Esta disyuntiva formalista puede encontrar salida si, una vez más, salimos de los ámbitos racionalizadores de la academia y nos insertamos en la problemática polí­tica concreta de la subalternidad y sus luchas, así­ como en los espacios intersticiales de interacción polí­tica y cultural en los que la subalternidad y la centralidad se encuentran y se hibridizan, ya no vistos exclusivamente como espacios letrados sino, sobre todo, como espacios masivos de articulación de intereses polí­ticos compartidos, de articulación conflictiva de diferencias e identidades transculturadas, mestizadas e hí­bridas. Estos espacios se crean no sólo por medio de la lucha reivindicativa de los «nuevos movimientos sociales,» financiados casi siempre por la cooperación internacional (occidental, central, dominante) y, por ello, circunscritos a una lucha por insertarse en la centralidad mediante cuotas de poder, sino también por medio de la producción y el consumo mercantilizado de objetos de cultura popular, así­ como por medio del consumo y resignificación de bienes simbólicos globalizados, por parte de la subalternidad.

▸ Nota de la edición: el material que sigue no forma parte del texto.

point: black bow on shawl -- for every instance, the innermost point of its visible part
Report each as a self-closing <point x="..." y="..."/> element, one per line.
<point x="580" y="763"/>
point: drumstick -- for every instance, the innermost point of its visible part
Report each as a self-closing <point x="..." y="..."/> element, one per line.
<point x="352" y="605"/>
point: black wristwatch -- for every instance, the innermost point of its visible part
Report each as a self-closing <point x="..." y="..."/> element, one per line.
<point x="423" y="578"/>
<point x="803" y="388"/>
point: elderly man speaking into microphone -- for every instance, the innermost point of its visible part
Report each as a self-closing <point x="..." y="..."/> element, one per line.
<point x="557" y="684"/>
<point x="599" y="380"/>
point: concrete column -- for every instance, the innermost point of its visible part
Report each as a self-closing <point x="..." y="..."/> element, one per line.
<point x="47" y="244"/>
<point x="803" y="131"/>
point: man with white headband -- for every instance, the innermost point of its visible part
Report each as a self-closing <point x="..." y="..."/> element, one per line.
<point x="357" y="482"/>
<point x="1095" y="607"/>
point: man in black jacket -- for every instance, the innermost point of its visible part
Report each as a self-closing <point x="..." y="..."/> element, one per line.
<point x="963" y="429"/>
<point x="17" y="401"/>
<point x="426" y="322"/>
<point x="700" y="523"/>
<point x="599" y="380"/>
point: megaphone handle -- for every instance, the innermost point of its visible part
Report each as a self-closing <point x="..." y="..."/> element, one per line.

Sin embargo, estoy conciente de que el mero hecho de remitir la problemática al espacio del consumo y de los medios masivos de comunicación como articuladores de identidades colectivas hí­bridas, y de sacarla de los ámbitos de la adecuación o inadecuación letrada de representatividad subalterna, solamente (y eso ya es bastante pero no suficiente) nos abre una posibilidad de repensar el problema de la representación y la representatividad de la subalternidad en una dimensión más amplia, pero no necesariamente nos brinda (como creo que debiera ocurrir) una posibilidad solucionadora (aunque sea en teorí­a) de la problemática de la acción subalterna, su representación y representatividad. Para eso hace falta proponer estas formas de repensar las articulaciones hí­bridas de las identidades colectivas, como formas de reencauzar el debate polí­tico en un análisis concreto de una situación concreta y mediante categorí­as relativizadas y no binariamente opuestas. Y eso nos hace volver al espacio letrado. Me refiero a la dinámica discursiva en la que en la actualidad se desarrolla no sólo el debate sino la lucha polí­tica de los grupos «mayas» de Guatemala, en su afán por integrar la nación en condiciones de igualdad cultural y polí­tica, y de compartimiento del poder.

Se sabe que, en el subalterno, el anhelo de la representatividad equivale al anhelo de abandonar la condición de subalternidad. Aquí­ es donde el problema formal se politiza. Hay que señalar que la subalternidad y sus dirigencias no plantean, hoy por hoy, la toma total del poder sino su compartimiento. El caso que mejor ilustra esto es el del movimiento zapatista en México. Los «mayas» de Guatemala plantean lo mismo y, claro, para ello reivindican su derecho a ejercer la «diferencia cultural.» Se trata de postular una especie de alteridad perenne, sólo que, ahora, igualitaria. La pregunta se impone: ¿si la diferencia llegara a ser igualitaria, serí­a alteridad? ¿O serí­a un mero elemento de una hibridación en marcha?